I miss libraries. There are few times in my life that I miss, probably because there have been many hard times, but I loved when my children were young and I stayed home with them. I love the term, “stay at home mom”, as though “mom” needs any sort of qualifier. During those years that I “stayed at home”, I and my two children did little staying home. We did a lot of biking, walking, park visiting, people visiting, exploration of the world, and lots and lots of library visits. We were library junkies. Or rather, I was a library junkie and I dragged my kids along to get my fix.

Even though I was a young mother, and quite adamant before having children that I would NEVER have children, I found motherhood almost entirely blissful. Particularly all those hours when it was just the three of us, wandering around our life in a seemingly close to perfect symbiosis. Each day stretched out before us with infinite potential. I don’t judge it, but I’ve never understood parents who put their children in front of the television and walk away for hours at a time. I suppose it’s so they can keep the house clean. But for what? In the end, what real purpose will that have served? You bet our dishes were going to wait when there were probably caterpillars turning into butterflies right outside our door and right that very second. Life was all around us, and I didn’t want to miss a second of living through the eyes of my children as they discovered it. I was so in love with them.

So tonight, when I walked into a public library for the first time in three years, I was washed over with that melancholy nostalgia we feel when life hasn’t gone as we thought it would and we are suddenly reminded of a time that was full of blind hope. Back then, I was so sure that by sharing the world with my children that it was all going to turn out well for them, if not downright perfect. I would feel confident and satisfied as I tucked them each under one arm and read story after story out loud, complete with animated character voices. Everything, back then, was going to be alright.
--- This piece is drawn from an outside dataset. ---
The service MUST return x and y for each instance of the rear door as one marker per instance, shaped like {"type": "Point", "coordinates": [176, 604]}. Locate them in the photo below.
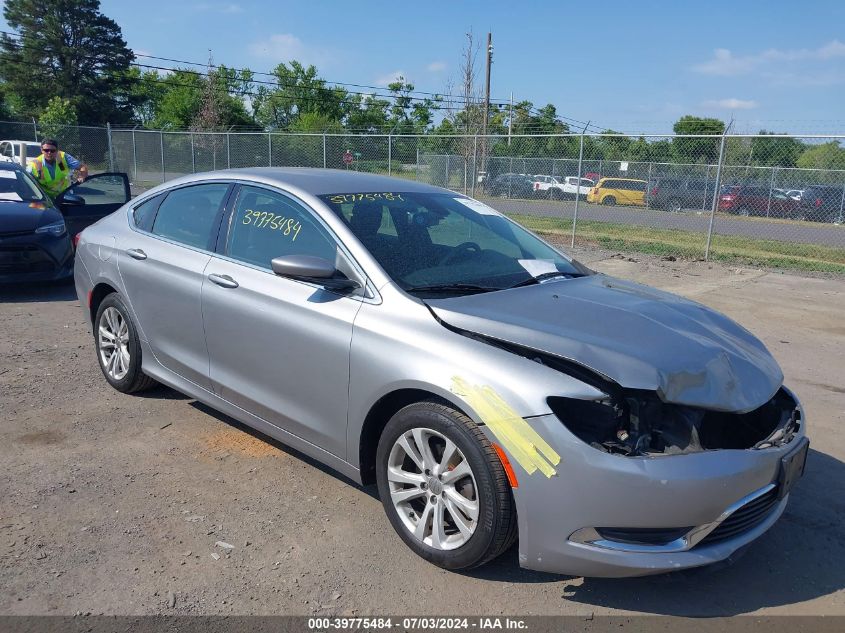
{"type": "Point", "coordinates": [84, 203]}
{"type": "Point", "coordinates": [278, 347]}
{"type": "Point", "coordinates": [162, 263]}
All those days at the library, curled in corners and chairs and beanbags and nooks reading was all the evidence I needed that life was kind and good.

As I walked through the children’s section of the library looking for my, now teenaged, son who was supposed to be there somewhere for community service to make amends for some trouble he got tangled up in, I couldn’t escape those waves of bittersweet sadness and longing. How did everything go wrong? How could it have? Why wasn’t I strong enough for my children, to keep them forever safe, forever in my lap with a book, forever ok?

When I found him finally, I wanted to be happy and carefree and beam that mother-love smile onto his face, but instead my face crumpled into haggard worry and I berated him for being late, for taking chances he shouldn’t, for making me worry, and for not being responsible. Who is this other mother that keeps eclipsing the mother I was and still want to be? How could I know then to let the dishes go, but now I lecture and nag and obsess and worry? How could I know then to not interfere with the unfolding of these two little sentient beings, but now I’ve let the hammer of cultural pressure knock me into senselessness as I hear that other mother tell them what they’ve got to be? How could I have so much grace, patience, strength and compassion back then, and now be reduced to tears, or yelling, or pleading, at the drop of a hat or a forgotten chore?

I’m going back to the library tomorrow, and every day after that until I find her again. The mother I was and still want to be. I know she’s there somewhere.